How to Use the File Signature Verification

File Signature Verification (Sigverif.exe) detects signed files and allows you to:

  • View the certificates of signed files to verify that the file has not been tampered with after being certified.

  • Search for signed files.

  • Search for unsigned files.

Note

Unsigned or altered drivers cannot be installed on x64-based versions of Windows.


Driver signing is a multistage process in which device drivers are verified. For a driver to earn this certification, it must pass a series of compatibility tests administered by the Windows Hardware Quality Labs (WHQL). Because of stringent WHQL standards, using signed drivers typically results in a more stable system. When troubleshooting a problem that might be caused by a driver, you might choose to remove unsigned drivers to eliminate the possibility that the unsigned driver is causing the problem. While most unsigned drivers will not cause problems, they have not been verified by Microsoft and therefore have a higher risk of causing problems than signed drivers. Microsoft digitally signs drivers that pass the WHQL tests, and Windows Vista performs signature detection for device categories such as:

  • Keyboards

  • Hard disk controllers

  • Modems

  • Mouse devices

  • Multimedia devices

  • Network adapters

  • Printers

  • Small computer system interface (SCSI) adapters

  • Smart card readers

  • Video adapters

A Microsoft Corporation digital signature indicates that a driver file is an original, unaltered system file that Microsoft has approved for use with Windows Vista. Windows Vista can warn or prevent users from installing unsigned drivers. If a driver is not digitally signed, the user receives a message that requests confirmation to continue. Microsoft digitally signs all drivers included with the Windows Vista operating system CDs. When you download updated drivers from a manufacturer’s webpage, always select drivers that are signed by Microsoft.

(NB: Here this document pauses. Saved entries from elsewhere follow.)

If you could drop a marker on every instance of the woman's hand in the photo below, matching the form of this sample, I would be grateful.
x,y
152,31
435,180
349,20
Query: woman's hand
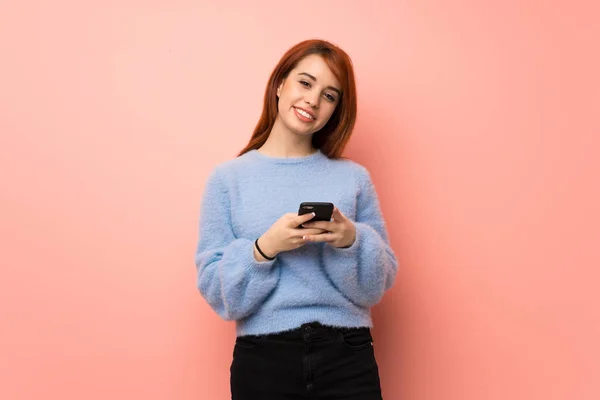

The following tools are useful for troubleshooting problems caused by unsigned files:

  • File Signature Verification

  • Device Manager

  • Driver Verifier Manager

To identify unsigned drivers, follow these steps:

1.
Click Start, and then type Sigverif. Press Enter.

2.
In the File Signature Verification window, click Start.

After several minutes, the Signature Verification Results page displays unsigned drivers. Unsigned drivers can be reliable, but they have not undergone the same testing required of signed drivers. If you are experiencing reliability problems, you should replace unsigned drivers with signed versions from Microsoft or the manufacturer.

3.
Click Close to return to the File Signature Verification window.

4.
Click Close again.

How to Use Device Manager to View and Change Resource Usage

Installing new hardware or updating drivers can create conflicts, causing devices to become inaccessible. You can use Device Manager to review resources used by these devices to manually identify conflicts. Typically, however, you should let Windows Vista automatically allocate resources. With modern hardware, there is almost never a valid reason to manually adjust resource usage, and you might cause more problems than you resolve.

To use Device Manager (Devmgmt.msc) to view or change system resource usage information, follow these steps:

1.
Click Start, right-click Computer, and then click Manage.

2.
Click Device Manager, and then double-click a device.

3.
Click the Resources tab to view the resources used by that device.

4.
Click a resource, and then clear the Use Automatic Settings check box.

5.
Click Change Setting, and then specify the resources assigned to the device.